Die Hälfte der deutschen Kleinkinder Stuttgarts gehört keiner der großen christlichen Religionsgemeinschaften an

Die Zukunft einer jeden Gemeinschaft wird durch die nachfolgenden Generationen bestimmt – und das kann für die großen christlichen Religionsgemeinschaften Anlass zur Sorge sein. Noch vor drei Jahrzehnten bekannten sich »nur« 18 % der deutschen Stuttgarter nicht zu den Evangelischen oder den Katholiken. In keiner der Altersgruppen lag der Wert über 20 %. Heute dagegen sind 42 % der deutschen Stuttgarter weder evangelisch noch katholisch (Schaubild 1). Gravierend für die großen christlichen Kirchen ist, dass weit über die Hälfte der Jüngsten – formal – nicht zu ihnen gehören, bei den Allerjüngsten, den 1- bis 2-Jährigen, waren es sogar 75 %. Letzteres ist auf einen Wandel im Taufverhalten zurückzuführen, denn bereits bei den 5-jährigen Deutschen ist der Anteil der noch nicht in einer der großen christlichen Kirchen »Getauften« auf 50 % gesunken.

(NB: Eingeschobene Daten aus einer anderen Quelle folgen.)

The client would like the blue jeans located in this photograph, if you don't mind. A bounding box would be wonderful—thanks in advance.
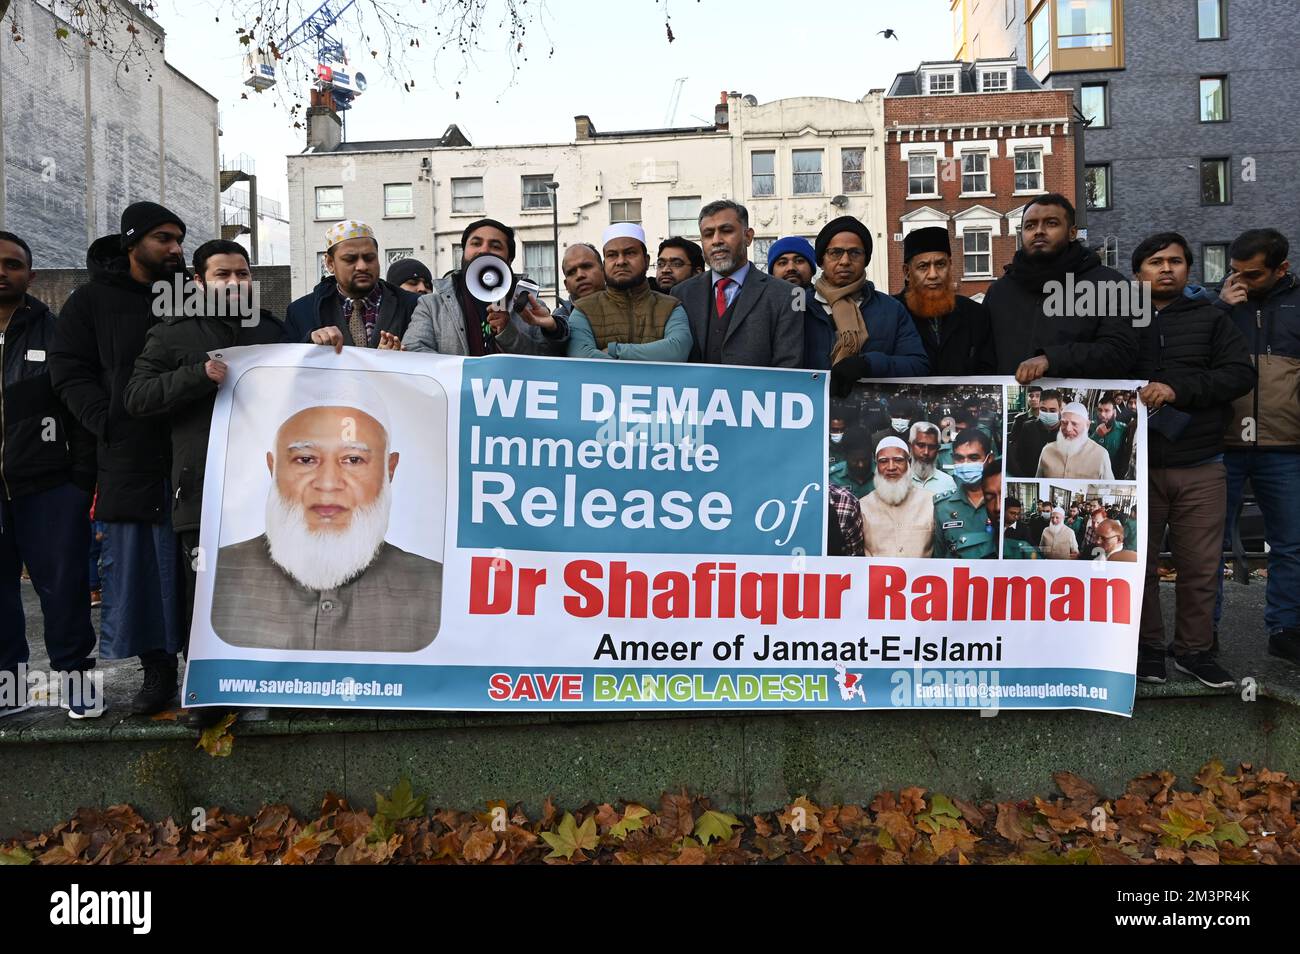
[1217,450,1300,633]
[0,483,97,673]
[98,517,184,661]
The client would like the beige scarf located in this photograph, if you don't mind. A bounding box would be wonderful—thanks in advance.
[815,274,868,365]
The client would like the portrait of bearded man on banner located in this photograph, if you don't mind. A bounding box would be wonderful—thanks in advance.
[211,372,443,652]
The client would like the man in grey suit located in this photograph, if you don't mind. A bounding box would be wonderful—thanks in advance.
[211,374,442,653]
[669,200,804,368]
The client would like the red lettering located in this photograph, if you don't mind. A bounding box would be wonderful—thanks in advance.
[513,673,538,701]
[912,574,946,621]
[824,574,851,618]
[608,561,649,618]
[469,555,513,614]
[487,672,511,700]
[515,567,546,616]
[992,575,1047,620]
[740,572,778,625]
[1090,577,1129,624]
[560,674,583,701]
[951,567,988,621]
[868,565,907,620]
[652,571,691,619]
[1050,577,1085,621]
[563,560,604,617]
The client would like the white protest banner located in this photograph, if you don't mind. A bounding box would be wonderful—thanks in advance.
[182,346,1145,715]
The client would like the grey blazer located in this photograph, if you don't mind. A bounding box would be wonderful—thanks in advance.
[401,276,568,356]
[670,266,804,368]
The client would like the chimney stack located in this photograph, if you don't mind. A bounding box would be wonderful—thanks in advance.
[574,114,596,139]
[715,91,729,128]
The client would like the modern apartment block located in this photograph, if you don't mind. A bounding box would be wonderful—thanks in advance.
[884,59,1077,299]
[952,0,1300,284]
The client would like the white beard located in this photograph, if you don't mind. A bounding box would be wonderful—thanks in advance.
[874,470,913,507]
[264,480,392,591]
[1055,429,1091,456]
[912,459,935,481]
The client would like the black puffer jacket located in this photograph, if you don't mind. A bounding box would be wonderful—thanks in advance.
[1135,295,1256,468]
[123,308,284,532]
[50,234,173,523]
[1,294,96,500]
[983,244,1138,377]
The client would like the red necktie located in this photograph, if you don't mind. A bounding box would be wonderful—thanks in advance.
[714,277,732,317]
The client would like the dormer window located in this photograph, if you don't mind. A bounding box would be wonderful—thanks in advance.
[980,69,1010,92]
[926,72,957,95]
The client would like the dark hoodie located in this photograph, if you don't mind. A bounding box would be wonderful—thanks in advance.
[49,234,173,523]
[124,306,284,532]
[1,294,96,500]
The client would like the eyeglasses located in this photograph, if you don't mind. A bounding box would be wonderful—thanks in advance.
[656,258,689,269]
[824,248,866,262]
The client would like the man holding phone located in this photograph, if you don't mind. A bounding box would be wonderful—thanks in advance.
[1215,229,1300,667]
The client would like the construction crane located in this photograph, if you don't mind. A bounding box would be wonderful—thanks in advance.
[664,77,687,127]
[244,0,367,112]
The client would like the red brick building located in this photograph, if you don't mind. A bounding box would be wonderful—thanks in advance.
[883,59,1077,299]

Recht auffallend ist der Sprung von den 50- bis unter 60-Jährigen zu den 60- bis unter 70-Jährigen (Schaubild 2); hier offenbart sich der mit der 68er-Revolte gepaarte Antiklerikalismus, der noch lange Zeit nachwirkte und vielleicht noch wirkt. Dass die deutschen Stuttgarter damit areligiös und laizistisch orientiert sind, lässt sich mit den Daten nicht belegen.

Düstere Aussichten für die christlichen Religionsgemeinschaften

Im Vorgriff auf eine genauere Berechnung der Stadt Stuttgart hat das Statistische Landesamt überschlägig die Konfessionszugehörigkeit der Bevölkerung bis ins Jahr 2020 vorausgerechnet. Eingeflossen sind dabei das Taufverhalten, die Wanderungsbewegung, die Altersstruktur und die Konfessionszugehörigkeit.

Danach dürfte sich der Bevölkerungsanteil der Evangelischen Kirchen im Laufe eines halben Jahrhunderts auf die Hälfte reduzieren; bei den Katholiken wird die Entwicklung wohl weniger dramatisch ausfallen. Von der Tendenz her wird sich in zwei Jahrzehnten jeder zweite Stuttgarter zu einer der sonstigen oder zu keiner Religionsgemeinschaft bekennen (Schaubild 1).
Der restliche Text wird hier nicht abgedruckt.